WEB 2.0 by GRAHAM STANLEY

Web 2.0
The clear example of a secondary language teacher embracing
the affordances of recent developments online. The term Web 2.0 is often used as a
label for these developments, and although it is a term that means different things
to different people, for our purposes, we can think of it as ‘a shift from what were
primarily informational tools to what we might call relational tools – so that if Web
1.0 was the informational web, Web 2.0 is the social web.’.
Web 2.0 tools have proliferated in recent years, and as most allow for some degree
of content creation and communication, they are often ideal for language learning.
At the heart of Web 2.0 is the blog, short for web log. At its most basic, a blog is an
online journal that can be used by teachers to publish information about a course,
links to resources and other information directed to learners or other teachers.

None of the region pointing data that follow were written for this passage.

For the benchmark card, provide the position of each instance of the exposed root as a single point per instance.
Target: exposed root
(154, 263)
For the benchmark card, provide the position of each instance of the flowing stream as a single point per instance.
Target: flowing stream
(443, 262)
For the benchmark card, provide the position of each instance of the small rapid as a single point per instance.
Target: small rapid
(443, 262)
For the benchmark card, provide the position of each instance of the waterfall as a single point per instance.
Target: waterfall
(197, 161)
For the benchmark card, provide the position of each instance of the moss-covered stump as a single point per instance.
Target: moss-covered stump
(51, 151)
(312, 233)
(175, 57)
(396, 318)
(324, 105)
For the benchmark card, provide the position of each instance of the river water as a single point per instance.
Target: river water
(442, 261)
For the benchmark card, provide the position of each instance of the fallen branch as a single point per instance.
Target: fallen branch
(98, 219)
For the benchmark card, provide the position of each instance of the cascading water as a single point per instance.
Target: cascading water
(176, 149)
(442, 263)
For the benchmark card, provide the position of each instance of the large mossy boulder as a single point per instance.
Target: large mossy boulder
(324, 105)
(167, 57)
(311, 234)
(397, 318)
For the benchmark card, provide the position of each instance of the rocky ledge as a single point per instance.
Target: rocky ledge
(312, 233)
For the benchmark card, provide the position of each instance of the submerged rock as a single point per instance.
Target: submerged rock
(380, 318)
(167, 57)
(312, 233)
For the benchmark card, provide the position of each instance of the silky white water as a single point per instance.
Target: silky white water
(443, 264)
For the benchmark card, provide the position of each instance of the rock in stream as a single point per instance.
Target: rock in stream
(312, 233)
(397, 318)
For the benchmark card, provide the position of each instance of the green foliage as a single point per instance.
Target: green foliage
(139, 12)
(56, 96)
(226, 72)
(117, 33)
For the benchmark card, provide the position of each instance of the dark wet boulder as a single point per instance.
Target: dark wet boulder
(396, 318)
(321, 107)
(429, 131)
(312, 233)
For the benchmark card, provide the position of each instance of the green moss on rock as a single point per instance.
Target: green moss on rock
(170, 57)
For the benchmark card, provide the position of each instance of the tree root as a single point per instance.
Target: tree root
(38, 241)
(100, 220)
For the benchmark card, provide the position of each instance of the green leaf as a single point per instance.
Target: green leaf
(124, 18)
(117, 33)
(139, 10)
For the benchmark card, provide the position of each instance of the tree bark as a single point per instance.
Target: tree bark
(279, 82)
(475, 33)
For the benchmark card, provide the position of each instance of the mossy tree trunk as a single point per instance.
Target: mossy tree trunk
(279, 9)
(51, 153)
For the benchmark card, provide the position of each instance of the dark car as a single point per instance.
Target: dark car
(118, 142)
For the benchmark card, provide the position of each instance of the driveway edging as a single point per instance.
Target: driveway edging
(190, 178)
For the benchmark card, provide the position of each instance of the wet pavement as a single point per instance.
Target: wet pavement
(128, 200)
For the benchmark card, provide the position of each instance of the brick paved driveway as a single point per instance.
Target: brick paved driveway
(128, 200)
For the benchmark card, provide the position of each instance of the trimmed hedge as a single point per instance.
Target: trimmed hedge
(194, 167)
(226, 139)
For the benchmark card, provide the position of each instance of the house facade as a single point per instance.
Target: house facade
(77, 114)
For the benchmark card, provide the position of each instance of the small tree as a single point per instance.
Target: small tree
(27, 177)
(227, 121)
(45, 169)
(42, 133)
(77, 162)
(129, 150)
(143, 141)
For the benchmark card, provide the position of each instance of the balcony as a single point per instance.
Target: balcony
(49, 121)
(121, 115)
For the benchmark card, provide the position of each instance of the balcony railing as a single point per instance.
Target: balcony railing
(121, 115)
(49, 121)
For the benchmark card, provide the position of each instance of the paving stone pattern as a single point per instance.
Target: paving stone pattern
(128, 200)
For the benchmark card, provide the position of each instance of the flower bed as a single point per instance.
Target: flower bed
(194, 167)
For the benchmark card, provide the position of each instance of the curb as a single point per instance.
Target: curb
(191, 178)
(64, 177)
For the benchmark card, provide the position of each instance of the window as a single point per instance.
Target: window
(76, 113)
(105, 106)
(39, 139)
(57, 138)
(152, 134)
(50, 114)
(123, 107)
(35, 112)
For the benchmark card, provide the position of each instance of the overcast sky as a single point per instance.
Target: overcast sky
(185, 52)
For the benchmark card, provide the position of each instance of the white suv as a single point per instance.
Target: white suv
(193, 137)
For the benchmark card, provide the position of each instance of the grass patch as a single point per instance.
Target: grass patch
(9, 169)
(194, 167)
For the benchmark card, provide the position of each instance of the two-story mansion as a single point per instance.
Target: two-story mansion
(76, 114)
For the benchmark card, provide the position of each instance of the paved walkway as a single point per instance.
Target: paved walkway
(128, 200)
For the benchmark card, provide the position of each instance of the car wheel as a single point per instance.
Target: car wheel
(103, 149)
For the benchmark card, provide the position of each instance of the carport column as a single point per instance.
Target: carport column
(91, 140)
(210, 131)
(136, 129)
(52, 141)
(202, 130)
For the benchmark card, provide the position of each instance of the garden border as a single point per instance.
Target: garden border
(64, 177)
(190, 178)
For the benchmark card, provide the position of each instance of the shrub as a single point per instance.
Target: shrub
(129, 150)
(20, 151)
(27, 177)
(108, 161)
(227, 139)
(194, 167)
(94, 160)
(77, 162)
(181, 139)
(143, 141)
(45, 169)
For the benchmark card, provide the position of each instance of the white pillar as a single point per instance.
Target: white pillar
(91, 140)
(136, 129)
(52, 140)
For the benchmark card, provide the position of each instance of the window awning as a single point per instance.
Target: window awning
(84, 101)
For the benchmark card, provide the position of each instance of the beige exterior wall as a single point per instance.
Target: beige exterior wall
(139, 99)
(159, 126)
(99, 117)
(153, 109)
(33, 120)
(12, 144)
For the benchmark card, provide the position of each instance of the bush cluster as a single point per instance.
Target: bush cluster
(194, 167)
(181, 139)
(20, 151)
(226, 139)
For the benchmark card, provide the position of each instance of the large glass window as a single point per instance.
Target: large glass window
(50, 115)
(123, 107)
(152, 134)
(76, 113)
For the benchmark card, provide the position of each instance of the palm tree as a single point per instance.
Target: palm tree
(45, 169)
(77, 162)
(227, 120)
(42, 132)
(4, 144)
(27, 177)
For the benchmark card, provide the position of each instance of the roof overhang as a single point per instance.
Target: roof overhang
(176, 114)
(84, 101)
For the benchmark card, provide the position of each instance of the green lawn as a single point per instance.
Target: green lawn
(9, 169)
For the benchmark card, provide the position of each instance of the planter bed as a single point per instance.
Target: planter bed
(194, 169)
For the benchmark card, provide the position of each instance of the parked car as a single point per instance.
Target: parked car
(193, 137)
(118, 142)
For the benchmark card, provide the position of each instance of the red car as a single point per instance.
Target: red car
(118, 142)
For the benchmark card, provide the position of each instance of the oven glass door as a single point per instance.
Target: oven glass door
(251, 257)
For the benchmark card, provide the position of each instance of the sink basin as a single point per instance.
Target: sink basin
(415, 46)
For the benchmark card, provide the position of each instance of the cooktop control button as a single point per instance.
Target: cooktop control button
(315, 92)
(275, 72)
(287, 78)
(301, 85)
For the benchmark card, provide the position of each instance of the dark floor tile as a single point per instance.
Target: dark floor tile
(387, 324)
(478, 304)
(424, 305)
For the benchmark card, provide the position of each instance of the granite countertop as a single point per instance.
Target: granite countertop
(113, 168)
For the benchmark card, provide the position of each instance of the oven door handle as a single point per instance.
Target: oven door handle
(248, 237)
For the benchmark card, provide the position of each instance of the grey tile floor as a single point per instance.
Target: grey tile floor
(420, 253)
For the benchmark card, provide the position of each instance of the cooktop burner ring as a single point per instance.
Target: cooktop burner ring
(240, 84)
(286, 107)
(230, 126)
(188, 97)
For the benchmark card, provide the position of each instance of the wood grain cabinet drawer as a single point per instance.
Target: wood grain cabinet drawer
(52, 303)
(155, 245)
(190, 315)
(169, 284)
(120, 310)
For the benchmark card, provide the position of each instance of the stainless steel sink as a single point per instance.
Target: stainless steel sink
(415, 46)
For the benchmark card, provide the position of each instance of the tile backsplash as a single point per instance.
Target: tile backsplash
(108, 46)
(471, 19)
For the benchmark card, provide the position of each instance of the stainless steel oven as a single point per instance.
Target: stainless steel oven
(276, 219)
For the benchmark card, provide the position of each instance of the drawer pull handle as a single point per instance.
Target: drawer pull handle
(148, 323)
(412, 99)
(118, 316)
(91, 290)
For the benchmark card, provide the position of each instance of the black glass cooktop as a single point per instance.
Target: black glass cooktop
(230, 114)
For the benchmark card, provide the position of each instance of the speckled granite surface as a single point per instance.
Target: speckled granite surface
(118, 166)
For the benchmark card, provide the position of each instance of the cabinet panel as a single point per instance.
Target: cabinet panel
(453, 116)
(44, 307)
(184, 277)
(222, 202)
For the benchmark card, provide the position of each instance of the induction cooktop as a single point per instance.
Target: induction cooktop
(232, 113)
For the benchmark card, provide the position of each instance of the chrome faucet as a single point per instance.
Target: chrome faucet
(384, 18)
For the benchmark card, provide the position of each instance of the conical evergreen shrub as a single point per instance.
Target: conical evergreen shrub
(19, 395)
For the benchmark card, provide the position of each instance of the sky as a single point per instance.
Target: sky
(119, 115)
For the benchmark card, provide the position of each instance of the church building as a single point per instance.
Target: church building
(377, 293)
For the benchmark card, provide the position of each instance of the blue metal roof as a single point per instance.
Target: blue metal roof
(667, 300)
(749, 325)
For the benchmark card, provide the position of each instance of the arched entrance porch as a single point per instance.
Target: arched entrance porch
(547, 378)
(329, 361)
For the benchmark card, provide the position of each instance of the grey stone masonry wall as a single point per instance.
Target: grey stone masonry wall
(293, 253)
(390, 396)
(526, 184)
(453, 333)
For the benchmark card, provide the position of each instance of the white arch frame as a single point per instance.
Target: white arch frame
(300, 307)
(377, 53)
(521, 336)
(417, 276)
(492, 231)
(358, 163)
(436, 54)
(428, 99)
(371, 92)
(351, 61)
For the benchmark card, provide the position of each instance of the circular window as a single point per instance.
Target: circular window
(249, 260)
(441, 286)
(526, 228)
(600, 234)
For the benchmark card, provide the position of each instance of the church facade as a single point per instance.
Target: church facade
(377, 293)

Ease of use was identified as one of the most important factors behind ‘the significant
proliferation in the number of teaching blogs’ used by secondary school teachers
in a recent, and there is no doubt that the push button
publishing first promoted by Blogger (www.blogger.com) has encouraged many
teachers to embrace online publishing who otherwise would not have done so. Many
teachers also now encourage their learners to blog, publishing their written work and
projects online in ways that go beyond sharing their work with an audience beyond
the teacher, and which help prepare learners ‘for the digitally-driven post-industrial
world into which they’ll graduate – a world where our understanding of knowledge,
culture, truth and authority are in the process of being rewritten.’.

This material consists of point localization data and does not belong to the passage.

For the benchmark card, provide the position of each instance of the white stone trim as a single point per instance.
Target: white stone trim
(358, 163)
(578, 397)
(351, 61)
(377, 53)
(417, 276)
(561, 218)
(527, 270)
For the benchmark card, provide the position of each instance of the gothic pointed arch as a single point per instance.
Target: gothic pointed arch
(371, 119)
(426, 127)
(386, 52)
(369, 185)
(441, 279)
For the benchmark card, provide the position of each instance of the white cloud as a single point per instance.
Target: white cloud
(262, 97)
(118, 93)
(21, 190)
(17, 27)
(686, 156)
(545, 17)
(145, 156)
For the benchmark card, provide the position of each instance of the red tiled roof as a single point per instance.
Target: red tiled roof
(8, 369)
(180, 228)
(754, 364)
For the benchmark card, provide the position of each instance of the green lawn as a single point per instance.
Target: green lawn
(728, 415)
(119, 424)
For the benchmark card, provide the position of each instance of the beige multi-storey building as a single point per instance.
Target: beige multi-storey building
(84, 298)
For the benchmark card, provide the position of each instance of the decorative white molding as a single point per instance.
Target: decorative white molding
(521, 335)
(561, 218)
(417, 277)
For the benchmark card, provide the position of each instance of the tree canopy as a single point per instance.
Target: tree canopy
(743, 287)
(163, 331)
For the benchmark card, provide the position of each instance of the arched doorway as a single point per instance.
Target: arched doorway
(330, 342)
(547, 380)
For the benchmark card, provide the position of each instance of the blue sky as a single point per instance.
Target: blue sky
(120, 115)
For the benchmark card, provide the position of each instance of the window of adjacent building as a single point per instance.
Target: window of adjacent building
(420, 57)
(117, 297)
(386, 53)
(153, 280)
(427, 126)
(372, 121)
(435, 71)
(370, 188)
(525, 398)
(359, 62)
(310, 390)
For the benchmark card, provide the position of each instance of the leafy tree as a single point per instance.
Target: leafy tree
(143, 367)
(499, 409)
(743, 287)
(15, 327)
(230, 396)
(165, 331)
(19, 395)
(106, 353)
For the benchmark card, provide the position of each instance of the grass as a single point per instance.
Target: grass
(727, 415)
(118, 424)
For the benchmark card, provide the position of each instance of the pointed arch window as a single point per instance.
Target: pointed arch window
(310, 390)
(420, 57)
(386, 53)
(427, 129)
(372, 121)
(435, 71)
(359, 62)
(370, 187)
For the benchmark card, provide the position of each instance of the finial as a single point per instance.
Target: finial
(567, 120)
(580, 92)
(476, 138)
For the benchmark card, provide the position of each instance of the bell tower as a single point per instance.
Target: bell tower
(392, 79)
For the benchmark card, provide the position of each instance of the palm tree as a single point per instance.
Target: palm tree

The other popular online publishing platform that has become well-used by
secondary school teachers and learners is the wiki. The term comes from the
Hawaiian for ‘quick’ and a wiki is a collaborative web space allowing for pages that
can be created and edited by multiple users easily without any knowledge of web
design. The wiki is similar to the blog in that it allows for quick and easy publishing,
but the more flexible structure of the wiki means that it is good for project work,
whilst the blog is better as an ongoing record of classwork as the latest work is
always displayed at the top of the page.
Another development of Web 2.0 is the podcast, which comes from the combination
of the words iPod and broadcast. Podcasts are audio or video files that are broadcast
via the internet and can be downloaded and listened to on a computer or mobile
device. Apart from software allowing the creation and sharing of podcasts, there
are many other Web 2.0 tools that make use of audio, and to many users podcasting
now refers to any creation and sharing of audio online.